Re: [Ietf-languages] Fwd: Proposal for variant language subtags for German dialects

Dear all,

Thank you for your comments and for your patience!

I will now try to address your concerns:

I have attached two maps that show the language regions referenced by  
the tags that I have proposed. First is the (German) map from  
Wiesinger (1983) that is being referenced widely in German  
dialectology to this day. The language regions correspond to the  
language tags I have proposed. Second is a map from Lameli (2022) that  
shows those regions with names of the languag regions translated into  
English.

I do not plan on using the dialect tags to document these varieties.  
The aim of the proposed tags is to use them to tag linguistic  
resources like linguistic data sets, language maps and atlasses of  
regional varieties in different databases. At Research Center  
Deutscher Sprachatlas, we host (and make available to researchers and  
the public) a lot of different resources like several atlasses that  
document different varieties of German, like the Nordbairischer  
Sprachatlas (Northbavarian Language Atlas)  
(https://regionalsprache.de/nordbsa.aspx) and the Schlesischer  
Sprachatlas (Silesian Language Atlas)  
(https://regionalsprache.de/schlessa.aspx).
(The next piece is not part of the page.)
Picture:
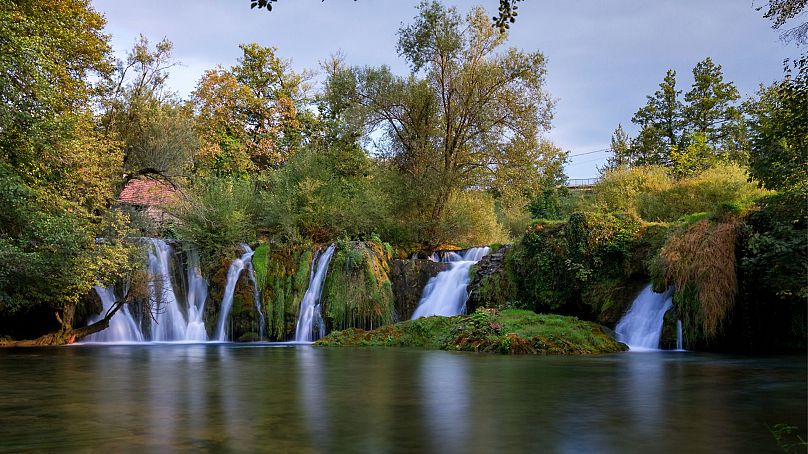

Those resources refer not  
to the German lanuage as a whole, but to regional varieties.

One way of making those resources available is via hosting them in a  
repository that is currently being set up (https://lingurep.dsa.info)  
and that is specialized in data that pertains to regional varieties of  
languages (especially but not exclusively German). Since this is a  
repository especially for dialect research, we will offer the  
possibility to search by language region. A lot of the data will be  
focused on language regions smaller than “de”, “nds” and “gsw” and we  
would like to offer our users the possibility to use a standardized  
tagset for tagging their data accordingly. A standardized set of  
dialect tags would ensure a smooth process.

We purposefully chose what Wiesinger (1983) calls “Dialektregionen”  
and “Dialektverbände” (plus the language region “Westdeutsch” as  
proposed by Lameli 2013) and not the most fine-grained dialect  
groupings in use in German dialectology, to keep the number of  
different tags at a manageable level. I am sure that once we get all  
our own data into the repository (which may take some time yet), that  
we ourselves will use most, if not all of the tags I have proposed.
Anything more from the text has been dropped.